The object or surface that solar radiation strikes may be a planet, a terrestrial object inside the atmosphere of a planet, or any object exposed to solar rays outside of an atmosphere, including a spacecraft. Some of the solar radiation will be absorbed, while the remainder will be reflected. Usually the absorbed solar radiation is converted to thermal energy, causing an increasing in the object’s temperature. Some systems, however, may store or convert a portion of the solar energy into another form of energy, as in the case of photovoltaics or plants.
Solar energy is a combination of the hours of sunlight and the strength of the sunlight you can expect at your site. This combination is expressed as insolation and is expressed as an average irradiance measured in kilowatt hours per square meter per day. By definition, solar irradiance of 1,000 watts per square meter is what is expected for noon in the middle of summer when the sun is highest. Normally solar irradiance is measured in the number of kilowatts per square meter per day so if it were possible for the sun to be up for 8 hours and always at the highest strength, solar irradiance would be 8.0
The amount of insolation received at the surface of the Earth is controlled by the angle of the sun, the state of the atmosphere, altitude, and geographic location.
The insolation into a surface is largest when the surface directly faces the Sun. As the angle increases between the direction at a right angle to the surface and the direction of the rays of sunlight, the insolation is reduced in proportion to the cosine of the angle.
This ‘projection effect’ is the main reason why the polar regions are much colder than equatorial regions on Earth. On an annual average the poles receive less insolation than does the equator, because at the poles the Earth’s surface are angled away from the Sun.

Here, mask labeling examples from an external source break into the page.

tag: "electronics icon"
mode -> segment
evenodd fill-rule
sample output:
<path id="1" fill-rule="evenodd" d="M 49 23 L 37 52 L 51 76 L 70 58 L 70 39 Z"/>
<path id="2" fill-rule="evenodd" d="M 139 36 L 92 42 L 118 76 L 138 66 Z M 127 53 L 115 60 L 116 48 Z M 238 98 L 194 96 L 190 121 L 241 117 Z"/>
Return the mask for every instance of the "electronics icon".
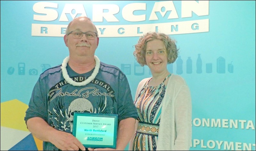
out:
<path id="1" fill-rule="evenodd" d="M 13 67 L 10 67 L 8 68 L 8 70 L 7 70 L 7 73 L 9 75 L 12 75 L 14 72 L 14 69 Z"/>
<path id="2" fill-rule="evenodd" d="M 19 75 L 25 75 L 25 63 L 20 62 L 18 66 Z"/>
<path id="3" fill-rule="evenodd" d="M 121 70 L 124 74 L 127 75 L 131 75 L 131 64 L 121 64 Z"/>

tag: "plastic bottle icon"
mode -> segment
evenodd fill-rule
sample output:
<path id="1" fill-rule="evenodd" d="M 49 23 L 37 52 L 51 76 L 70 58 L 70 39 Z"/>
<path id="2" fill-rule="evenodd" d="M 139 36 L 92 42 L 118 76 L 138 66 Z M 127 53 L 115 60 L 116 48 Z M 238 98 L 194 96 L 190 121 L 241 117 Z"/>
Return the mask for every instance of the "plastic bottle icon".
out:
<path id="1" fill-rule="evenodd" d="M 202 60 L 201 59 L 201 54 L 199 53 L 196 60 L 196 73 L 202 73 Z"/>
<path id="2" fill-rule="evenodd" d="M 176 63 L 177 64 L 177 68 L 176 70 L 176 73 L 178 75 L 181 75 L 183 73 L 183 69 L 182 68 L 183 60 L 181 59 L 180 56 L 179 56 L 178 59 L 176 61 Z"/>
<path id="3" fill-rule="evenodd" d="M 192 73 L 192 60 L 190 57 L 188 57 L 187 60 L 187 73 Z"/>

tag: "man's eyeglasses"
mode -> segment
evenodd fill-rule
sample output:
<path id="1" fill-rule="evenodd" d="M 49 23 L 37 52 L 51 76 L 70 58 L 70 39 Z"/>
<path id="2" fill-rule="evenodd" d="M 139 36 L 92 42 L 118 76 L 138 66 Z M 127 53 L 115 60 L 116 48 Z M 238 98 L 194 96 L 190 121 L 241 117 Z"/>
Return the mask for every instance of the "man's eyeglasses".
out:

Solar insolation will vary significantly during the year particularly in northern latitudes. As an example, the irradiance for New York City is 6.0 in June and only 1.7 in December yielding a average for the year of 4.0. This means that solar energy in December is 70% less than in June. Compare this to Phoenix where the irradiance is 7.8 in June and 3.0 in December or 5.5 for the year.
If you are not tied to the grid, this means your capacity has to be over 2.3 to 3 times the size that would be dictated by June numbers. Values for your location are easily available on the internet since NASA’s weather satellites have been compiling this information around the world for many years.
How much solar energy makes it to a rooftop
After we take away all the factors that affect solar gain, how much solar energy does make it to the rooftop of your home or your yard? More than we imagine. The solar energy making it to a roof in Central Manchester, Connecticut, in a year for example, is about 6-7 times as much energy as a normal house with average insulation in the northeast consumes for space heating or about 25 times as much energy as is consumed to heat water.
If you want to find how much solar energy is available to you at different times of the year, there are good sources available online. This site is one of those places that provides information based on your longitude and latitude on maps or in tables that include data for over 1000 ground sites.
How do we use Solar Insolation to plan the size of your system? If we know how many kilowatts we need to meet the electric requirements of our home, we are now in a position to size our system. If we are building a grid-tie system, you can use the average annual irradiance for your calculation since the objective is to make our payment to your utility company zero for a full year. If we are building a off-grid system, we need to pick the irradiance value for December since we need to produce sufficient power all year.